Intelligent Energy-Efficient Triggering of Geolocation Fix Acquisitions Based on Transitions between Activity Recognition States

  • Thomas Phan
Conference paper
Part of the Lecture Notes of the Institute for Computer Sciences, Social Informatics and Telecommunications Engineering book series (LNICST, volume 130)


Location-based applications (LBAs) running on smartphones offer features that leverage the user’s geolocation to provide enhanced services. While there exist LBAs that require continuous geolocation tracking, we instead focus on LBAs such as location-based reminders or location-based advertisements that need a geolocation fix only at rare points during the day. Automatically and intelligently triggering geolocation acquisition just as it is needed for these types of applications produces the tangible benefit of increased battery life. To that end, we implemented a scheme to intelligently trigger geolocation fixes only on transitions between specific modes of transportation (such as driving, walking, and running), where these modes are detected on the smartphone using a low-power, high-resolution activity recognition system.

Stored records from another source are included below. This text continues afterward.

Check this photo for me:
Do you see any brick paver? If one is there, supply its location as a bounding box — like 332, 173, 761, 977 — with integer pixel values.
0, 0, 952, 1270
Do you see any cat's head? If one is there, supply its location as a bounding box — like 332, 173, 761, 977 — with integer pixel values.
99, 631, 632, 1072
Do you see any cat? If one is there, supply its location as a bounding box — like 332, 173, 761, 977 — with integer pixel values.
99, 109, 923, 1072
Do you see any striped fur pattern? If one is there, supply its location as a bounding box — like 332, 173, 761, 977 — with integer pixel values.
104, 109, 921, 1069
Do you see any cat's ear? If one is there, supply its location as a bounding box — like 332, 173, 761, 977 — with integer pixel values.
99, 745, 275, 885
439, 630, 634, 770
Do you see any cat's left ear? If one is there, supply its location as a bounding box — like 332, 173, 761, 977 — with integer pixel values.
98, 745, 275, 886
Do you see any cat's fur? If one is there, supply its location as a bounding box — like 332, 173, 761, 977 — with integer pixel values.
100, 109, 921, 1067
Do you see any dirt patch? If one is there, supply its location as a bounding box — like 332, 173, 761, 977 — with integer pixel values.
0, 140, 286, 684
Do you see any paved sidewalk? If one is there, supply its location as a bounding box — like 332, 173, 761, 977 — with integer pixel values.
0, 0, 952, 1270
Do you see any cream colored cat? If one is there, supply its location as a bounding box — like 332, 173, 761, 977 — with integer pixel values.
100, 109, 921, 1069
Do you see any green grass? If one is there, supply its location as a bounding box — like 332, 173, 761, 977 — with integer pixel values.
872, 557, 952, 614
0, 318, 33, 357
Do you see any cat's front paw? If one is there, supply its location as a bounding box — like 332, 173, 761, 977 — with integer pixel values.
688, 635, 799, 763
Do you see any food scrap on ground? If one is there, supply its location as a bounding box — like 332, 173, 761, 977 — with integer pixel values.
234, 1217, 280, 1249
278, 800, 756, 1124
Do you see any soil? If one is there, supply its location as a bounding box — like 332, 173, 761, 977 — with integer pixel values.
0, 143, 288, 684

Our experiments show that this approach consumes little power (approximately 225 mW for the activity recognition system) and correctly triggers geolocation acquisition at transitional moments with a median delay of 9 seconds from ground-truth observations. Most significantly, our system performs 41x fewer acquisitions than a competitive accelerometer-assisted binary classification scheme and 243x fewer than continuous tracking over our collected data set.


Activity Recognition Transition Manager Continuous Tracking Smoothing Window Activity Recognition System 
These keywords were added by machine and not by the authors. This process is experimental and the keywords may be updated as the learning algorithm improves.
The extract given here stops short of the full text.